At some point in the mid-1990s, I bought a copy of Shakespeare's Sonnets in a second-hand bookshop in Cambridge. It was the long-outdated edition of W. G. Ingram and Theodore Redpath, published in 1964 by the University of London Press, in the second impression of 1967. It must have sat in the publisher's warehouse for some time before it sold, since a sticker on the dustjacket flap replaces the original price (35 shillings) with a new, decimalised and inflated figure (£3.45). My interest in the book begins, however, with the flyleaf, inscribed in blue biro, in a somewhat shaky hand:
To Ev,
with love,
From Robert.
13th March, 1977.
Lower down on the page, a little black-and-white photograph of the couple has been pasted in, subscribed: ‘Us at Rhodes, / 1933.’

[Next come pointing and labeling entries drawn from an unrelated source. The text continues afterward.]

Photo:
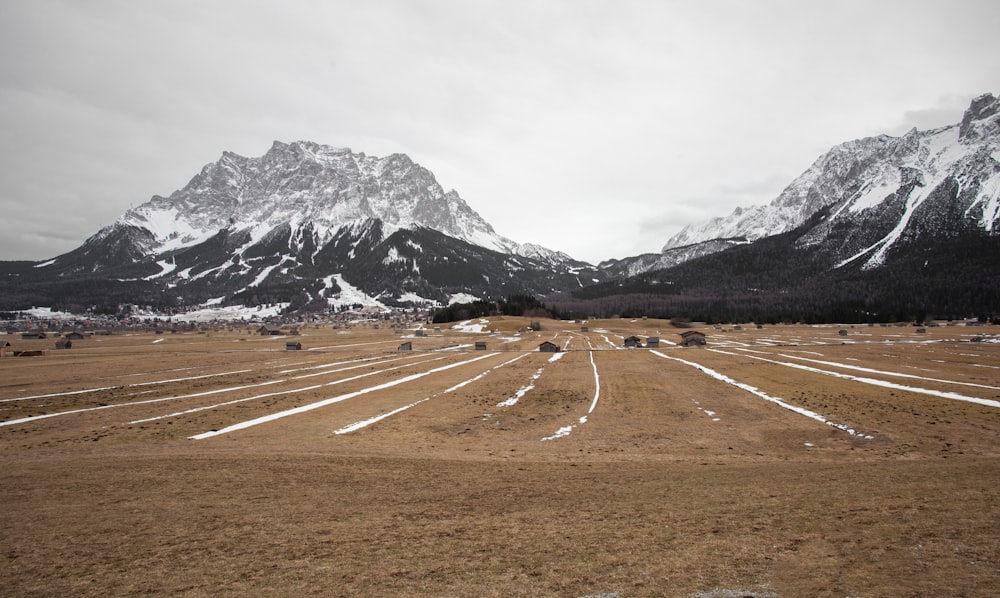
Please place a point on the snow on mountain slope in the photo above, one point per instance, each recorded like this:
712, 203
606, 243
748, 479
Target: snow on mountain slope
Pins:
303, 182
863, 180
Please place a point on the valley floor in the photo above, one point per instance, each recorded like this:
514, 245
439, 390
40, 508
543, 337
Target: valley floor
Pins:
782, 461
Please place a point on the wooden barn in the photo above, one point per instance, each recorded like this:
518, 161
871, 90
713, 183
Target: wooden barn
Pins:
692, 338
548, 347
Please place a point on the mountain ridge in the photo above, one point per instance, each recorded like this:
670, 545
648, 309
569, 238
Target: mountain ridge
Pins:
862, 174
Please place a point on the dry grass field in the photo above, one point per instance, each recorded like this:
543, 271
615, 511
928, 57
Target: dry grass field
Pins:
782, 461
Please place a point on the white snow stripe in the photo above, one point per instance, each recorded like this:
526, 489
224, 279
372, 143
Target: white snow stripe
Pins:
565, 430
886, 372
76, 392
283, 392
754, 390
330, 401
367, 422
876, 382
129, 404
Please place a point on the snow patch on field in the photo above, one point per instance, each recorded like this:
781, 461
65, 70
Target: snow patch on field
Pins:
882, 383
330, 401
566, 430
754, 390
468, 326
367, 422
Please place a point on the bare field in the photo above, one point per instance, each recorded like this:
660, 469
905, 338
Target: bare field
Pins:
782, 461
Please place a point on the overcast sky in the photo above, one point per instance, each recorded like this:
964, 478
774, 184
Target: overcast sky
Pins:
595, 128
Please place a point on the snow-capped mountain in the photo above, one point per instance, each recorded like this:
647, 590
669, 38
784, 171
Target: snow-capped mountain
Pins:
288, 225
881, 190
306, 184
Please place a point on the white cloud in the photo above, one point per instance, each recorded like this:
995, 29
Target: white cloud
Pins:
559, 121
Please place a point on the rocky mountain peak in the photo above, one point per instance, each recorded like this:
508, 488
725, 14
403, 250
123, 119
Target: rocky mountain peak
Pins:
980, 118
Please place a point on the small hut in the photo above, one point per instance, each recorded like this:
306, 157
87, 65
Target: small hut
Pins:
692, 338
548, 347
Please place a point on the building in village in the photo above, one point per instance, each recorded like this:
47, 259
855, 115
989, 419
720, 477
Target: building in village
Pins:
692, 338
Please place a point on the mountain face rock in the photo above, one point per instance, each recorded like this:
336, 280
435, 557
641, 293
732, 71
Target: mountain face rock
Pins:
882, 192
286, 226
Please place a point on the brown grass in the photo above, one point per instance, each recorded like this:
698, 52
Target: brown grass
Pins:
678, 484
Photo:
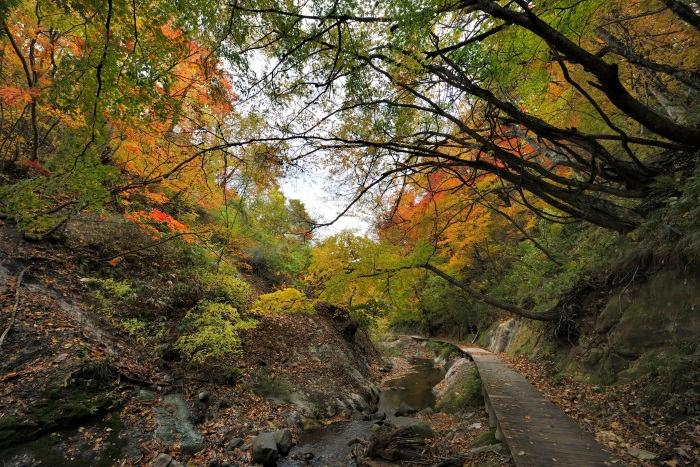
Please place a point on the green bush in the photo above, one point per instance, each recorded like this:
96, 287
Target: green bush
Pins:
110, 288
214, 333
226, 288
283, 301
135, 328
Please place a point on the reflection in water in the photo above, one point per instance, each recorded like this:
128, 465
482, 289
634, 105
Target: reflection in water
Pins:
330, 444
413, 389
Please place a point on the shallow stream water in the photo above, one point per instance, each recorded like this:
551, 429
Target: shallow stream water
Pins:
329, 444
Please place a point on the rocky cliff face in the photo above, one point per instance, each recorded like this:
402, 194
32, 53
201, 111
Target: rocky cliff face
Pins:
627, 333
320, 363
74, 388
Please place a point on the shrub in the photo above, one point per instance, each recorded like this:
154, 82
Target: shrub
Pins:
287, 300
214, 333
226, 288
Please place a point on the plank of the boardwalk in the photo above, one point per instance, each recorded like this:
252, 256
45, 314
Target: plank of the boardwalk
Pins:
536, 431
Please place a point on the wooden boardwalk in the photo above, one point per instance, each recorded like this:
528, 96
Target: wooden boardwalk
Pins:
536, 431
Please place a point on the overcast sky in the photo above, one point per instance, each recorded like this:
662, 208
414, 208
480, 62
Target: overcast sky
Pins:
313, 187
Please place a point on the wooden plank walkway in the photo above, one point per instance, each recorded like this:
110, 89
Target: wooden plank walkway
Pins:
537, 432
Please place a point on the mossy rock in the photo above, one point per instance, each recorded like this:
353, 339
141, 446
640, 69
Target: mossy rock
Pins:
87, 395
462, 392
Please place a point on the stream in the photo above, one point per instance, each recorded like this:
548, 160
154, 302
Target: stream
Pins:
329, 444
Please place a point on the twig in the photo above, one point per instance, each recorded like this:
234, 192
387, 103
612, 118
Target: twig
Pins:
18, 283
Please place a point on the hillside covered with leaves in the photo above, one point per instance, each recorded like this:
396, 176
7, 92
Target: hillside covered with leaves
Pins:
530, 160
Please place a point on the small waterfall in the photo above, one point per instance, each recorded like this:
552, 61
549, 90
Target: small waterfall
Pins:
502, 336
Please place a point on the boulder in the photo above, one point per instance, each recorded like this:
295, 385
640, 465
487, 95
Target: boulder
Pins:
283, 438
161, 460
234, 443
396, 444
404, 409
264, 450
173, 424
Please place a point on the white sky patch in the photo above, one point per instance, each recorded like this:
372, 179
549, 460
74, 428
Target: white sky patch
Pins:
313, 187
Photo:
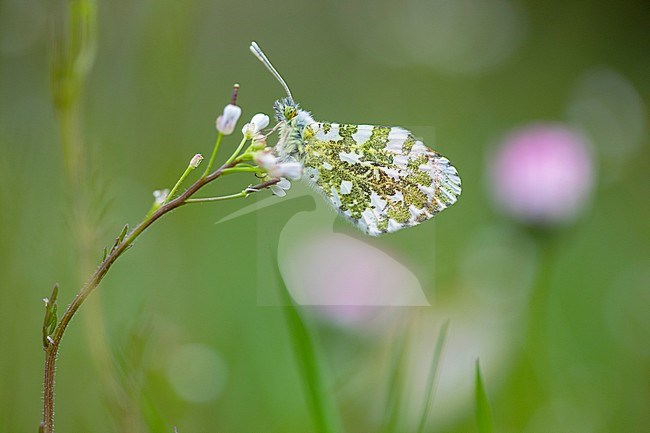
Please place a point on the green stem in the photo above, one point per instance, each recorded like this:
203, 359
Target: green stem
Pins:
244, 169
236, 152
220, 198
55, 339
213, 156
245, 193
187, 171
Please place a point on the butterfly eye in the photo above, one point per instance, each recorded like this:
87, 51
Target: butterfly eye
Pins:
289, 112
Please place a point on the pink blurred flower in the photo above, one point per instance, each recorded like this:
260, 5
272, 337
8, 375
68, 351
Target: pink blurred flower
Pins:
543, 174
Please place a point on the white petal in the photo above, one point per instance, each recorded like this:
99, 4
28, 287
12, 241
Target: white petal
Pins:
397, 197
346, 187
291, 170
335, 197
401, 161
363, 134
284, 184
351, 158
278, 191
377, 201
393, 226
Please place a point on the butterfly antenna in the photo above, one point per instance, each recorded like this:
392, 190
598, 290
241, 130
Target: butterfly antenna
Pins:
255, 49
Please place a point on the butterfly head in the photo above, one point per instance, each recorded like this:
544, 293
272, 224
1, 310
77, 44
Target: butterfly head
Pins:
285, 109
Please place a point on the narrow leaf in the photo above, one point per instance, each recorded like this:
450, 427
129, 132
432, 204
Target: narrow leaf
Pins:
484, 420
394, 390
50, 318
322, 407
120, 238
433, 371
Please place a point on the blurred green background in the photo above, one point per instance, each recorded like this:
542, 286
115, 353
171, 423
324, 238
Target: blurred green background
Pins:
181, 332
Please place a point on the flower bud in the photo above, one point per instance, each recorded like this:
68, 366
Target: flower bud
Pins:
196, 161
227, 121
160, 195
257, 123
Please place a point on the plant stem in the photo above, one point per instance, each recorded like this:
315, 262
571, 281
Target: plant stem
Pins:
213, 156
56, 337
187, 171
236, 152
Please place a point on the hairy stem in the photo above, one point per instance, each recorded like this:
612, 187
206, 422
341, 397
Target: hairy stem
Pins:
56, 337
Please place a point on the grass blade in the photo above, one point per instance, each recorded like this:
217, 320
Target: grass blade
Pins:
433, 371
484, 420
394, 390
321, 405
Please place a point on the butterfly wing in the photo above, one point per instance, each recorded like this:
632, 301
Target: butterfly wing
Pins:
381, 178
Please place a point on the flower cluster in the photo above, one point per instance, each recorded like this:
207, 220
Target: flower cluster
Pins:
265, 158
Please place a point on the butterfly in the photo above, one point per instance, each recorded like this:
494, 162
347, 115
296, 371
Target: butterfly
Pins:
380, 178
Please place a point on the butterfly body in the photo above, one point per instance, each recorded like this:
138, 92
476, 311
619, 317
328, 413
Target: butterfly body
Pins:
380, 178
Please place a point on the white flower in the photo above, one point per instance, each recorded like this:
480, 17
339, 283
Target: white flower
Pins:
265, 158
160, 195
291, 170
281, 187
257, 123
196, 160
227, 121
276, 168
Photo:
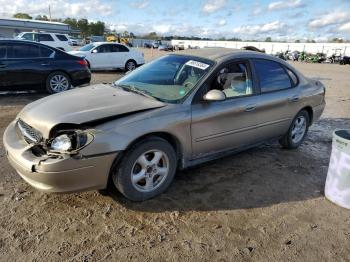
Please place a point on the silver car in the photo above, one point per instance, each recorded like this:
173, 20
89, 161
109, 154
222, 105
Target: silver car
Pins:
174, 112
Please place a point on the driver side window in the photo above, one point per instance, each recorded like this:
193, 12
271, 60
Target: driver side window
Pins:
234, 80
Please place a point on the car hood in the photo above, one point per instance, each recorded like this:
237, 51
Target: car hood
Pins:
83, 105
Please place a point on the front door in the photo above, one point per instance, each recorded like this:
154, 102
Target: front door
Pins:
222, 125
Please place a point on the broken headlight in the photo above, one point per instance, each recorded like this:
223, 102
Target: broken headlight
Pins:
70, 141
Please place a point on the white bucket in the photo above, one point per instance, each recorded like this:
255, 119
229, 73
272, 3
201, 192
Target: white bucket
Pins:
337, 187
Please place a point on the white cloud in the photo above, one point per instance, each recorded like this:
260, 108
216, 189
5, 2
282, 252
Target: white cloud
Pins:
140, 4
273, 27
162, 29
345, 27
330, 19
222, 22
285, 4
212, 6
59, 8
257, 11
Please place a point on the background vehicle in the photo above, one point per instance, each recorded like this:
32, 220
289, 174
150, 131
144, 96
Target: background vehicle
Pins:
96, 38
180, 46
156, 43
59, 41
120, 40
345, 60
252, 48
165, 47
177, 111
105, 55
28, 65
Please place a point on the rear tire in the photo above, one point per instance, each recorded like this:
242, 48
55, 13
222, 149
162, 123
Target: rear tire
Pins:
297, 131
146, 170
57, 82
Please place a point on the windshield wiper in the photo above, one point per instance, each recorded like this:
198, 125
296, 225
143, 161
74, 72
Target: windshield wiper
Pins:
130, 88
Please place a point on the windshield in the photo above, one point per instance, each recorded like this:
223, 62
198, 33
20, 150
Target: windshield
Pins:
87, 47
169, 78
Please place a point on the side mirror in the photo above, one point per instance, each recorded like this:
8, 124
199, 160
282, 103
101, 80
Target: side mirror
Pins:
214, 95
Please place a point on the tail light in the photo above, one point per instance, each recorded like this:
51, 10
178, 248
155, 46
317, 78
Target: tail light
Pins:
83, 62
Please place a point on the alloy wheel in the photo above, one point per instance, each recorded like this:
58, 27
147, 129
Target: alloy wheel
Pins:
130, 66
59, 83
150, 170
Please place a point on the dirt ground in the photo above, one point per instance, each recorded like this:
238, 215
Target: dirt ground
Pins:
265, 204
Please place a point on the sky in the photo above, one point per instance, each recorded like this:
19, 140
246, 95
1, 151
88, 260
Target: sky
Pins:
283, 20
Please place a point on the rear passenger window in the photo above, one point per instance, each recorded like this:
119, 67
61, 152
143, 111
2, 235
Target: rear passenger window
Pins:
45, 38
62, 37
46, 52
2, 51
23, 51
292, 76
122, 48
272, 76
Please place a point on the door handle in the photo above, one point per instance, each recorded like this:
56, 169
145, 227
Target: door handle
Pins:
294, 99
250, 108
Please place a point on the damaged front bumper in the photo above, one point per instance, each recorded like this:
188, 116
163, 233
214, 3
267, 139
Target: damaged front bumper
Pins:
56, 173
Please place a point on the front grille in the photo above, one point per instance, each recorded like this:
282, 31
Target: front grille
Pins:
29, 134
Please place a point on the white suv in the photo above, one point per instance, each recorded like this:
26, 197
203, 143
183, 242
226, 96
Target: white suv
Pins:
56, 40
108, 55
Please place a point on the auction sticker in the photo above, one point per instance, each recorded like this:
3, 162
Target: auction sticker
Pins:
197, 64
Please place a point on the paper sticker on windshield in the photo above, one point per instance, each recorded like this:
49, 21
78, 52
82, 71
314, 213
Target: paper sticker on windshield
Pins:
197, 64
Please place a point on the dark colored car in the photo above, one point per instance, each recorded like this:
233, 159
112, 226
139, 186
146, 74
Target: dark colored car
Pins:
27, 65
345, 60
253, 48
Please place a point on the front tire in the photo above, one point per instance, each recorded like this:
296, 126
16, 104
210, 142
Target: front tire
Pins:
297, 131
130, 65
57, 82
146, 170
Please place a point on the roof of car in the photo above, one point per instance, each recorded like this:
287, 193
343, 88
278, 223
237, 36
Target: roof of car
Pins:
221, 53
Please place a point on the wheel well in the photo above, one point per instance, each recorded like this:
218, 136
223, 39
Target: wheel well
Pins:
60, 71
172, 140
131, 60
309, 110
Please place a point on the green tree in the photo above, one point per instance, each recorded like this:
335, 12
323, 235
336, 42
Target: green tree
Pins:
42, 18
83, 26
268, 39
22, 16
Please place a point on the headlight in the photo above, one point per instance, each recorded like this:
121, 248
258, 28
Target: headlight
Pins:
61, 143
70, 141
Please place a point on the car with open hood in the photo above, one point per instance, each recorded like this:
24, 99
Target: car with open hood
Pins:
177, 111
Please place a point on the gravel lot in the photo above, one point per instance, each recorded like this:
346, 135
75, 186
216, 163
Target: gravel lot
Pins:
266, 204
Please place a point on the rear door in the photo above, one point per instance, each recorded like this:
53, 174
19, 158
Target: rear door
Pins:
121, 55
47, 39
223, 125
24, 65
279, 97
101, 57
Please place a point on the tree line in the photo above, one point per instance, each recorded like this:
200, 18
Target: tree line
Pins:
85, 27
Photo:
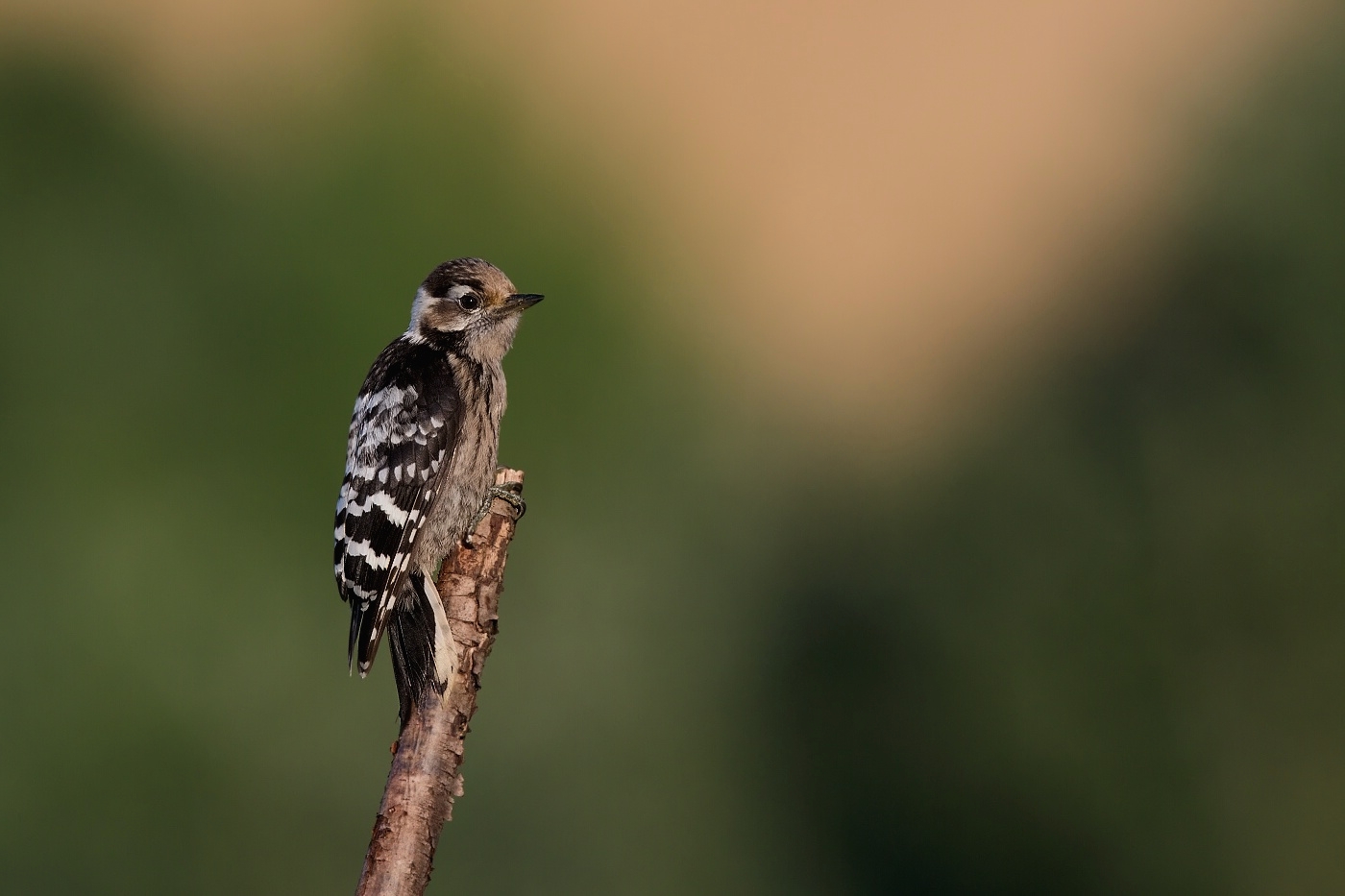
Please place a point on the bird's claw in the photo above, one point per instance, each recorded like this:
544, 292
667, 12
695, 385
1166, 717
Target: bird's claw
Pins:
511, 494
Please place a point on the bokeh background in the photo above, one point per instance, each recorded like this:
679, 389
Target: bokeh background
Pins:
935, 440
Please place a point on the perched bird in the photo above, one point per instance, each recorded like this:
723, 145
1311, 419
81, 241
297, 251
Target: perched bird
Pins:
420, 467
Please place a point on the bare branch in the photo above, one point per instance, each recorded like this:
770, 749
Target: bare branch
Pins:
424, 779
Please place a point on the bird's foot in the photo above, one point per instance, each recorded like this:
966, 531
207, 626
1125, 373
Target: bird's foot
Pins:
510, 494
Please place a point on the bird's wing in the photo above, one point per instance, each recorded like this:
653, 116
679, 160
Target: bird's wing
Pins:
400, 436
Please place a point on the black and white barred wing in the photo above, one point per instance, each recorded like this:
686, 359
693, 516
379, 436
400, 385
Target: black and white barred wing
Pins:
399, 442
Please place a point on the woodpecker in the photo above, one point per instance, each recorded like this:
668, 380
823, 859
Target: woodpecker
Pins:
420, 469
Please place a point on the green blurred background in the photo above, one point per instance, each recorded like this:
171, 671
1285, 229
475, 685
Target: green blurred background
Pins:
1096, 647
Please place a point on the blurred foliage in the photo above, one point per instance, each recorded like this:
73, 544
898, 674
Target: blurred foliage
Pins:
1099, 653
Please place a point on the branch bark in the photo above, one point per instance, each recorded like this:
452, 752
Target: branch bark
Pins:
424, 781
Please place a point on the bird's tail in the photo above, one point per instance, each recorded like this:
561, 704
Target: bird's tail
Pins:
424, 653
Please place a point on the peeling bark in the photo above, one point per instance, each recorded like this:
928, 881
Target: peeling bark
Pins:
424, 781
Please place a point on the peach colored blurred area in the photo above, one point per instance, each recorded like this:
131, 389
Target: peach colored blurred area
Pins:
883, 202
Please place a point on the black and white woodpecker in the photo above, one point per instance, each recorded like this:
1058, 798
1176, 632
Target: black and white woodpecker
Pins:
420, 467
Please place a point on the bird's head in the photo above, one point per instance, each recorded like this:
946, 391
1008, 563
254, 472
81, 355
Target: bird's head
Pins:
471, 307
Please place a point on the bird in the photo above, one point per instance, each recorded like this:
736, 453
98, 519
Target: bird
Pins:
420, 469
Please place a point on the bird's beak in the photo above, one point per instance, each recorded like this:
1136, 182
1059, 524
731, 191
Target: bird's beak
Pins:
521, 301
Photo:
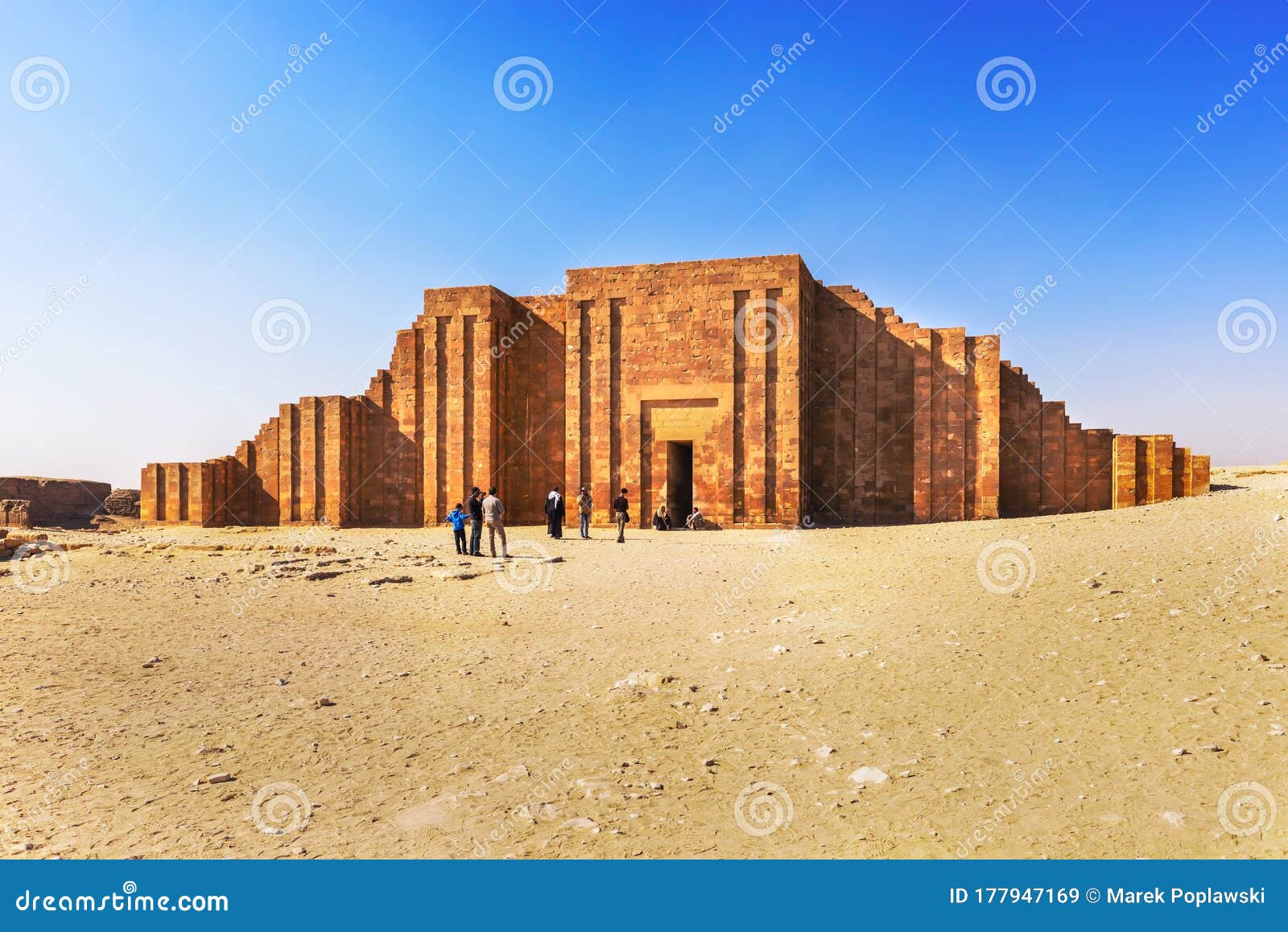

Many such gifts go unread, but this one did not. On the inside cover of the book, this time in Ev's hand, is a list of numbers – reading down, 116, 29, 91, 30, 53, 71, 25, 17. The list refers, of course, to individual sonnets, and it comes as no surprise that 116 (‘Let me not to the marriage of true minds’) should be in the vanguard – if Rhodes was perhaps the venue for a honeymoon, here is the poem of choice for weddings. The sonnet itself goes unmarked, but later items on the list receive explicit annotation. So 29 (‘When in disgrace with Fortune and men's eyes’), which proclaims the transformative effects of ‘thy sweet love rememb'red’, prompts Ev to add: ‘last two lines quite true of R. J. R. to me’.